The youth and his rifle are being pulled from my hand when the next hammer strikes. Bang and flash, and the rifle skews further around in recoil roaring its power into the sky. My finger is dislocated yet still firmly on the trigger as round after round races skywards and the hooded youth staggers still entangled in his weapon. Any moment now and people will kill people.
I hear a god strike. A gun in the hands of someone who can kill has spoken. I await. Will it be quickly dark? Will it hurt, or burn, or even freeze? I raise my hands to the heavens releasing the trigger.

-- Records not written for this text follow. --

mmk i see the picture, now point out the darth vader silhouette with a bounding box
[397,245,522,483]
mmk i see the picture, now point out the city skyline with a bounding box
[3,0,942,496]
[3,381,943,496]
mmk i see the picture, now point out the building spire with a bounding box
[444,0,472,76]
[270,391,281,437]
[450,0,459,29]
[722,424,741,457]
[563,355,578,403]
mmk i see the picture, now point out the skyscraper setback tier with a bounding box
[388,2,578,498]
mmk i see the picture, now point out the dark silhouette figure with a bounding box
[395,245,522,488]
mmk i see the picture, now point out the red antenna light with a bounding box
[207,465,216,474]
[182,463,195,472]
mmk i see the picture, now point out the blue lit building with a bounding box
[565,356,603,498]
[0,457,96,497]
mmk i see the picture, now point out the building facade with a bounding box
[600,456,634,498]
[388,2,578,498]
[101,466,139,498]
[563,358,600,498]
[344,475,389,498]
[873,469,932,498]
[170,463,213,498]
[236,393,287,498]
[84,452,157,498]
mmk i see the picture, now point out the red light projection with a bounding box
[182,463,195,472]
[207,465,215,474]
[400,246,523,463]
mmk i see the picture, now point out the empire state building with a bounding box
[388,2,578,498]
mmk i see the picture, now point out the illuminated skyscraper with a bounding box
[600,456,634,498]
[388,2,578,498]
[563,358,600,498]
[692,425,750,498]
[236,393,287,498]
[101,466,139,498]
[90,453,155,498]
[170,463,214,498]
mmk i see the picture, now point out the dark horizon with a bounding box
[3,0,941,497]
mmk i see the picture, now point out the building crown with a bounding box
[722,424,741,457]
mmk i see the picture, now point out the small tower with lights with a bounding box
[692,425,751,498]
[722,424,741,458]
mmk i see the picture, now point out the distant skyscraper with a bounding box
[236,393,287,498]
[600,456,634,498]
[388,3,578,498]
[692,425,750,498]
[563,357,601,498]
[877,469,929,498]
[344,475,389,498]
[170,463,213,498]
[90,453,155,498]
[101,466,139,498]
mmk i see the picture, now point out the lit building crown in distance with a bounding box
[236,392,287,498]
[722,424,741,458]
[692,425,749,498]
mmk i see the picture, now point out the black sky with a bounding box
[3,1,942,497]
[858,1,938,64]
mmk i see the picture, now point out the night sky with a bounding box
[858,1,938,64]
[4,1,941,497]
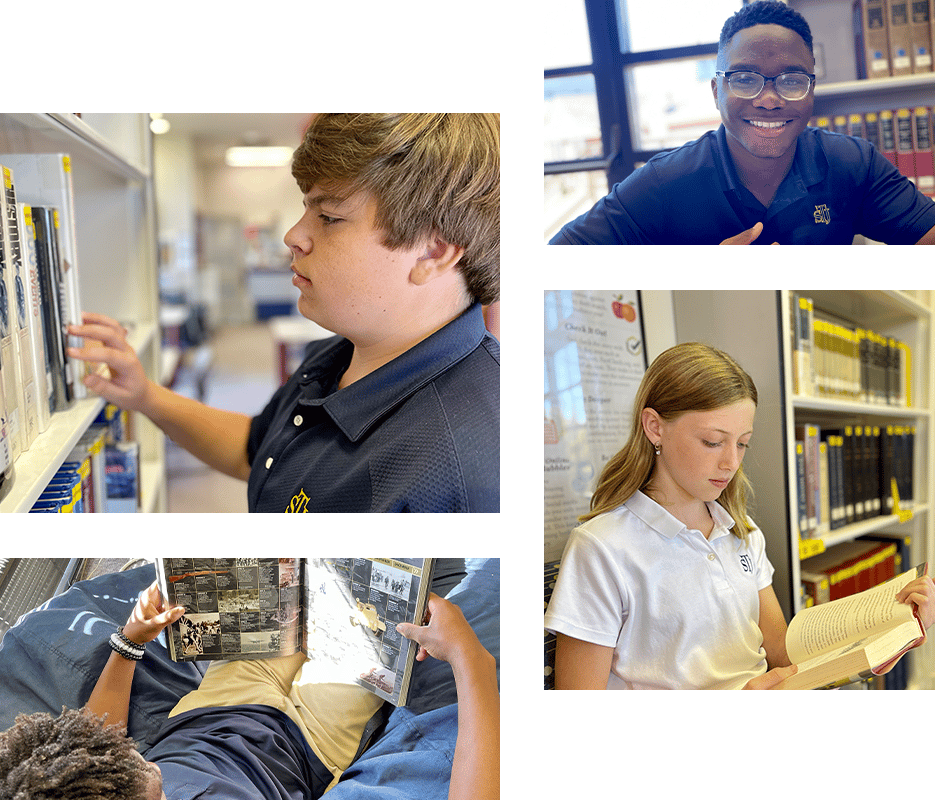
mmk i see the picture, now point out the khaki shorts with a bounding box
[169,652,383,786]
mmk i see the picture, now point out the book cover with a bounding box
[908,0,934,72]
[854,0,892,78]
[879,109,898,166]
[887,0,915,75]
[31,206,72,412]
[0,154,86,398]
[1,168,39,453]
[157,558,435,706]
[911,106,934,197]
[0,169,21,459]
[894,107,917,182]
[15,205,51,430]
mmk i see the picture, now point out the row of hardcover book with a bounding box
[790,293,911,405]
[795,423,915,540]
[854,0,935,79]
[799,535,911,689]
[30,404,139,513]
[812,106,935,198]
[0,153,88,495]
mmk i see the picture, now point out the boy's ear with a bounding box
[410,236,465,286]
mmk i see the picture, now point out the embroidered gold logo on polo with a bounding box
[286,489,310,513]
[813,204,830,224]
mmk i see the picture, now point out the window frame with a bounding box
[544,0,725,189]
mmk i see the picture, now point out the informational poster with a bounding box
[544,290,647,562]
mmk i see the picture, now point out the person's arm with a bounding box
[553,633,614,690]
[396,594,498,800]
[915,223,935,244]
[85,581,185,729]
[68,312,253,480]
[757,585,791,670]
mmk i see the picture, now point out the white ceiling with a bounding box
[157,113,314,164]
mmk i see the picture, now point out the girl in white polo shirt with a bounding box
[544,342,932,689]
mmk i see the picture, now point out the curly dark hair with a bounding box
[719,1,813,56]
[0,709,150,799]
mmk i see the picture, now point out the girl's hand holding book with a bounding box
[896,575,935,631]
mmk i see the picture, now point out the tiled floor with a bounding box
[165,322,279,513]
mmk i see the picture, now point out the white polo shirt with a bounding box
[544,491,774,689]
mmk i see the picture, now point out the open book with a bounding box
[155,558,435,705]
[777,563,927,690]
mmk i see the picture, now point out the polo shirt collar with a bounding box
[626,490,737,540]
[299,303,488,442]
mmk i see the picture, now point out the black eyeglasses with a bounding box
[715,70,815,101]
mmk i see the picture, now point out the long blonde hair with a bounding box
[581,342,757,539]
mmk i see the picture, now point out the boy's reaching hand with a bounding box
[123,580,185,646]
[67,311,152,412]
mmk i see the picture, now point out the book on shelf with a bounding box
[31,205,73,412]
[156,558,435,706]
[888,0,914,76]
[913,106,935,197]
[778,562,927,690]
[812,105,935,199]
[908,0,935,72]
[790,293,912,404]
[800,538,897,605]
[854,0,892,79]
[795,423,915,538]
[0,154,86,399]
[16,204,53,433]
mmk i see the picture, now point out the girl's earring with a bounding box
[654,442,661,456]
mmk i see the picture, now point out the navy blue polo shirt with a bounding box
[550,124,935,244]
[148,704,333,800]
[246,303,499,512]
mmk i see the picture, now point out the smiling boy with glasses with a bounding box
[550,0,935,245]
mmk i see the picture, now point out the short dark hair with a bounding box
[719,1,813,55]
[0,709,149,799]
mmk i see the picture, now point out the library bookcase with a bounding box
[0,114,166,513]
[673,289,934,688]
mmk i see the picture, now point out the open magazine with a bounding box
[777,563,927,690]
[155,557,435,705]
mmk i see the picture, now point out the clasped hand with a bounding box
[123,581,186,647]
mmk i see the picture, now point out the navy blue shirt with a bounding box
[246,303,499,512]
[550,125,935,244]
[148,705,333,800]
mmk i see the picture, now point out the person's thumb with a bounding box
[720,221,763,245]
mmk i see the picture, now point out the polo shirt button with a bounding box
[707,553,716,561]
[265,457,273,469]
[293,414,303,426]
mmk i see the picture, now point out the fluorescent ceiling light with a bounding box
[225,146,293,167]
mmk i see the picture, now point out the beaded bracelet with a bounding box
[109,627,145,661]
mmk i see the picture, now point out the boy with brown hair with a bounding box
[70,113,500,512]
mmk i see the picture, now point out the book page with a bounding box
[786,565,923,664]
[303,558,431,705]
[158,558,303,660]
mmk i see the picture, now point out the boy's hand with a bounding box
[67,312,151,412]
[396,593,488,672]
[123,580,185,646]
[719,222,779,245]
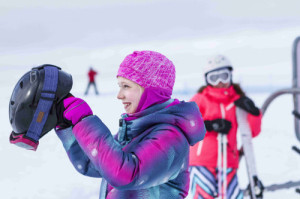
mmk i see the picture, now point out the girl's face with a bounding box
[117,76,144,114]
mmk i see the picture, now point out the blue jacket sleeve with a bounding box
[72,115,189,190]
[55,127,102,178]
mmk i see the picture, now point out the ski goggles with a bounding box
[206,68,232,86]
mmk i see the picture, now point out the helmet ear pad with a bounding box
[9,65,73,138]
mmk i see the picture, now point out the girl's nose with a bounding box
[117,90,124,100]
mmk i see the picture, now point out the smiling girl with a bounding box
[55,51,206,199]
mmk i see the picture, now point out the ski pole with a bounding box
[217,134,222,199]
[222,135,228,199]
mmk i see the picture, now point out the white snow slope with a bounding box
[1,29,300,199]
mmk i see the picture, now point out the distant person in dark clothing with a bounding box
[85,67,99,95]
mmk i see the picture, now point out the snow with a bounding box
[1,65,300,199]
[1,1,300,198]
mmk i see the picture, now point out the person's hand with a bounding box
[56,94,93,129]
[204,119,232,135]
[234,96,260,116]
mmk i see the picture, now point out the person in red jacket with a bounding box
[188,55,263,199]
[85,67,99,95]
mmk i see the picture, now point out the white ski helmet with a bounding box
[203,54,233,75]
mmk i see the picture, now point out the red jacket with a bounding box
[88,69,97,82]
[189,85,262,168]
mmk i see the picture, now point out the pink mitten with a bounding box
[57,95,93,129]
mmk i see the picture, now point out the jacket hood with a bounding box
[119,99,206,146]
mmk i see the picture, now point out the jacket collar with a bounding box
[118,99,174,144]
[203,85,239,102]
[118,99,205,146]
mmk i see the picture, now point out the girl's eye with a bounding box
[118,84,129,88]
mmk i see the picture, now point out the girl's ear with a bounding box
[139,85,145,95]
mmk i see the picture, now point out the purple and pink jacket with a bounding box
[56,99,206,199]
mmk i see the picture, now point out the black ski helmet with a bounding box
[9,64,72,149]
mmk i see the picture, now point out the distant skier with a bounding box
[85,67,99,95]
[188,54,263,199]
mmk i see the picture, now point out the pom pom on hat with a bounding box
[117,51,176,94]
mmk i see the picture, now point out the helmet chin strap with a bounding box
[10,66,59,151]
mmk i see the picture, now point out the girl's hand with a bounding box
[204,119,232,134]
[234,96,260,116]
[56,94,93,129]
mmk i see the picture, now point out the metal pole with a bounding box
[260,88,300,116]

I hear a quiet "oh..." and wonder for a moment if that was to be the beginning of my last words. But then another god strikes from another part of the realm. The hooded youth knocks me as he falls, and then my hand begins to signal its agony.
A drum beat continues in my ears. Is it the sound of my heart or the ongoing hammer? Surely I should be fading from this woe filled world by now. I should not be able to hear the call of ambulance sirens. I should not be able to hear the screaming of the reporters either injured by the people who kill people or shouting about their scoop.
People do kill people, but on this occasion, people did not kill me.